Lovisa is a Halloween genius. My description probably said, “People come to his desk and he’s confused,” but those small changes she made to his eyes and mouth as he thinks and reacts tell a story. And the office crew’s costumes all came direct from her brain. Pinhead! Wonderful execution, ripe for the season.
Jam of the Week
I like making movies starring middle schoolers (just dropped my 29th), and the first came when a kid rapped his poem in class and three friends danced along. One dancer was so epic that I soundtracked the footage with Larry Ellis and the Black Hammer’s sizzling “Funky Thing, Pt. 1” and generated what passed for school virality. The story I heard was that Larry Ellis’s van broke down on the way to studio, they had limited time and taped their warmup jam. And that was it; Parts 1 and 2 comprise their entire recorded output. Deep joyful funk, it opens Throwback Thriday every year, and the confused look on sixth grade faces was a visual complement to the music in my ears.
My Back Pages
I have so many of tantalizing beginnings that never went anywhere. On June 13, 2016, I created a file called “Did you fart?” that was just this.
The plan was very simple. Ben Friedman approached.
“Hello, jerkweed. Time to meet your maker.”
“Hello, Ben. Wait a minute... did you just fart?”

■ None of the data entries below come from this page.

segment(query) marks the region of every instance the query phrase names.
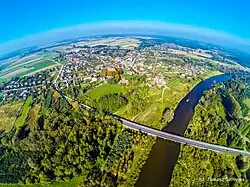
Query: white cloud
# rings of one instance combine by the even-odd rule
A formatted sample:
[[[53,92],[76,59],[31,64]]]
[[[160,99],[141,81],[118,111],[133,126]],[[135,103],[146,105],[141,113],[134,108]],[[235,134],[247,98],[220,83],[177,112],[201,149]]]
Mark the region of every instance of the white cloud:
[[[110,21],[59,28],[9,41],[0,44],[0,54],[59,40],[105,34],[166,35],[200,40],[248,52],[250,51],[250,42],[248,40],[222,31],[155,21]]]

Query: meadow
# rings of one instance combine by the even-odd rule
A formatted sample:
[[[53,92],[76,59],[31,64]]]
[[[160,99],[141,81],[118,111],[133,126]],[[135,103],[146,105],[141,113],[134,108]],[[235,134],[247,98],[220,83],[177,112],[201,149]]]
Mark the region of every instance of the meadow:
[[[35,53],[9,61],[0,70],[0,81],[4,82],[13,77],[22,77],[32,72],[38,72],[56,65],[52,58],[56,56],[53,52]]]
[[[107,94],[122,93],[123,91],[124,90],[121,85],[106,83],[89,91],[87,95],[92,99],[97,99]]]

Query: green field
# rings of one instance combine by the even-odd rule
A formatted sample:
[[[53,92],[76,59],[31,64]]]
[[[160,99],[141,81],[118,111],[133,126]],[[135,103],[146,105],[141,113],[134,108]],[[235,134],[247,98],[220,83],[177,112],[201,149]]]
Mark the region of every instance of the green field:
[[[27,118],[28,116],[28,113],[29,113],[29,110],[30,110],[30,105],[31,105],[31,102],[32,102],[32,97],[29,96],[27,98],[27,100],[25,101],[24,105],[23,105],[23,109],[22,109],[22,114],[17,118],[16,122],[15,122],[15,125],[17,127],[22,127],[24,122],[25,122],[25,119]]]
[[[70,181],[54,182],[52,184],[0,184],[0,187],[77,187],[82,182],[82,177],[73,178]]]
[[[56,56],[56,53],[53,52],[37,53],[10,62],[0,71],[0,81],[3,82],[12,77],[25,76],[54,65],[55,63],[51,60],[54,56]]]
[[[243,102],[250,108],[250,98],[245,99]]]
[[[22,109],[23,102],[0,106],[0,129],[10,130],[14,125],[17,115]]]
[[[40,70],[40,69],[43,69],[43,68],[52,66],[52,65],[54,65],[54,64],[55,64],[55,63],[52,62],[52,61],[50,61],[50,60],[42,61],[41,63],[34,65],[34,66],[33,66],[34,68],[32,68],[32,69],[30,69],[30,70],[28,70],[28,71],[22,72],[22,73],[18,74],[17,76],[22,77],[22,76],[25,76],[25,75],[27,75],[27,74],[29,74],[29,73],[34,72],[34,71],[37,71],[37,70]]]
[[[89,97],[92,99],[97,99],[99,97],[102,97],[106,94],[112,94],[112,93],[122,93],[123,87],[118,84],[103,84],[87,93]]]

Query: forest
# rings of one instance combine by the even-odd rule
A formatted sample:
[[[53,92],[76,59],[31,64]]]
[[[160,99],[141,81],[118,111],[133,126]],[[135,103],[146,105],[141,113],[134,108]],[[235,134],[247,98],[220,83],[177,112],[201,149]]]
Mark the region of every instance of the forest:
[[[250,151],[249,80],[233,79],[206,91],[185,132],[188,138]],[[181,145],[170,186],[250,186],[250,159]]]
[[[119,106],[127,102],[119,94],[101,97],[107,108],[98,112],[69,103],[52,88],[40,98],[28,97],[22,123],[19,117],[18,126],[1,132],[0,183],[79,179],[80,186],[133,186],[155,139],[124,129],[107,115],[116,106],[108,98]]]

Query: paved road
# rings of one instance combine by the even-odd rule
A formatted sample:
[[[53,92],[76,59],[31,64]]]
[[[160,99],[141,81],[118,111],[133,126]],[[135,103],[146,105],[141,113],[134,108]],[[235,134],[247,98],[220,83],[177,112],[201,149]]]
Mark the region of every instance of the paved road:
[[[200,141],[197,141],[197,140],[192,140],[192,139],[185,138],[185,137],[182,137],[182,136],[178,136],[178,135],[175,135],[175,134],[172,134],[172,133],[152,129],[150,127],[146,127],[146,126],[143,126],[143,125],[128,121],[128,120],[120,118],[120,117],[116,117],[116,118],[118,120],[120,120],[122,122],[122,124],[126,128],[133,129],[133,130],[136,130],[136,131],[141,131],[141,132],[144,132],[144,133],[146,133],[148,135],[157,136],[159,138],[163,138],[163,139],[170,140],[170,141],[173,141],[173,142],[188,144],[188,145],[191,145],[191,146],[194,146],[194,147],[208,149],[208,150],[211,150],[211,151],[227,152],[227,153],[231,153],[231,154],[241,154],[243,156],[250,157],[250,152],[247,152],[247,151],[228,148],[228,147],[215,145],[215,144],[210,144],[210,143],[205,143],[205,142],[200,142]]]
[[[60,93],[60,94],[62,94],[62,93]],[[71,99],[71,98],[69,98],[69,97],[67,97],[65,95],[63,95],[63,97],[65,99],[69,100],[69,101],[77,102],[78,105],[81,106],[82,108],[93,109],[90,106],[79,103],[78,101],[76,101],[74,99]],[[177,143],[181,143],[181,144],[188,144],[188,145],[191,145],[191,146],[194,146],[194,147],[198,147],[198,148],[202,148],[202,149],[208,149],[208,150],[215,151],[215,152],[226,152],[226,153],[231,153],[231,154],[243,155],[243,156],[250,157],[250,152],[247,152],[247,151],[243,151],[243,150],[239,150],[239,149],[233,149],[233,148],[229,148],[229,147],[225,147],[225,146],[221,146],[221,145],[215,145],[215,144],[200,142],[200,141],[197,141],[197,140],[192,140],[192,139],[185,138],[185,137],[182,137],[182,136],[178,136],[178,135],[175,135],[175,134],[172,134],[172,133],[168,133],[168,132],[160,131],[160,130],[153,129],[153,128],[150,128],[150,127],[146,127],[146,126],[143,126],[141,124],[137,124],[135,122],[131,122],[129,120],[126,120],[126,119],[121,118],[121,117],[116,116],[116,115],[113,115],[113,116],[117,120],[119,120],[124,125],[124,127],[129,128],[129,129],[133,129],[133,130],[136,130],[136,131],[140,131],[140,132],[146,133],[146,134],[151,135],[151,136],[156,136],[156,137],[159,137],[159,138],[163,138],[163,139],[170,140],[170,141],[177,142]]]
[[[26,89],[37,88],[37,87],[42,87],[42,86],[45,86],[45,85],[41,84],[41,85],[36,85],[36,86],[27,86],[27,87],[22,87],[22,88],[14,88],[14,89],[10,89],[10,90],[3,90],[3,92],[12,92],[12,91],[18,91],[18,90],[26,90]]]

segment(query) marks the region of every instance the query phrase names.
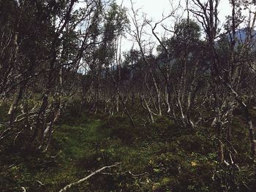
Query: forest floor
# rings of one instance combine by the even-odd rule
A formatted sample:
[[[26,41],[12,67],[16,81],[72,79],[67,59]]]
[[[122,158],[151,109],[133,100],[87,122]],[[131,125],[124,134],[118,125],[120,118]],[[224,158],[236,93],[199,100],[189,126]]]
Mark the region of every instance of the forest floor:
[[[68,191],[220,191],[223,188],[220,174],[228,174],[230,169],[218,164],[211,130],[181,128],[165,117],[157,118],[154,124],[139,117],[135,120],[136,128],[131,128],[125,115],[67,113],[56,125],[47,153],[17,150],[26,142],[22,139],[2,150],[0,191],[22,191],[23,188],[59,191],[117,162],[118,166]],[[255,162],[247,153],[248,131],[242,118],[236,118],[233,124],[233,142],[240,166],[237,172],[232,169],[233,187],[253,191]]]

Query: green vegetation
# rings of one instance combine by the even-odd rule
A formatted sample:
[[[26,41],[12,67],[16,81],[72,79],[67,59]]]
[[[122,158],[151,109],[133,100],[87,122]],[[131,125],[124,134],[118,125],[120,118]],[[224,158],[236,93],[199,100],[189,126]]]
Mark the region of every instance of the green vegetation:
[[[23,144],[10,140],[0,157],[1,191],[20,191],[21,187],[26,191],[59,191],[116,162],[121,164],[69,191],[219,191],[219,180],[225,174],[230,179],[228,172],[233,172],[217,161],[214,141],[207,137],[214,130],[182,128],[165,117],[154,124],[138,118],[135,129],[124,116],[89,112],[74,116],[71,109],[56,126],[46,153],[20,152],[18,146]],[[234,131],[241,133],[234,138],[239,154],[248,151],[244,123],[238,116],[233,122]],[[234,190],[248,191],[255,187],[252,172],[255,162],[249,154],[236,161],[241,166],[233,174]]]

And that was all I wrote. I think I was trying to get the idea down so I wouldn’t forget it, and what a tragedy it would be if this intriguing premise wasn’t preserved for eternity. Four months later, on October 18, I fleshed it out some.
“You did. You just farted!”
“No I didn’t.”
Al pinched his nose to show how bad it was. “It smells!”
Some people around started to agree. “I think Ben just farted.”
Ben panicked that he was losing control of the situation. “I’m here to kick your butt,” he said. “Come on.”
Al waved his hand in front of his nose. “Geneva Conventions, Ben. No biological warfare! You trying to get me weak so you can have an easier time fighting?”
Other kids were starting to laugh.
“Shut up! All of you!” Ben saw the kids laughing and started to leave. Then he ran away. Beth Coleman walked up to Al.
“Did you just talk your way out of a fight by pretending your opponent farted?”
“Is there a law against that?”
Kind of sitcom logic, in real life Ben would just beat the crap out of him. The next sentence veers in exciting new directions, and I’d be a lot more excited if it wasn’t the ending.
In fact, it made perfect sense that Al was so easily able to outsmart Ben. Despite both of them being in seventh grade, Al was, in fact, 37 years old.
What a twist! I also had another sentence that reads more like a note to myself than a continuation of the story.
Shrunk down or something? Spy thing? Mistake?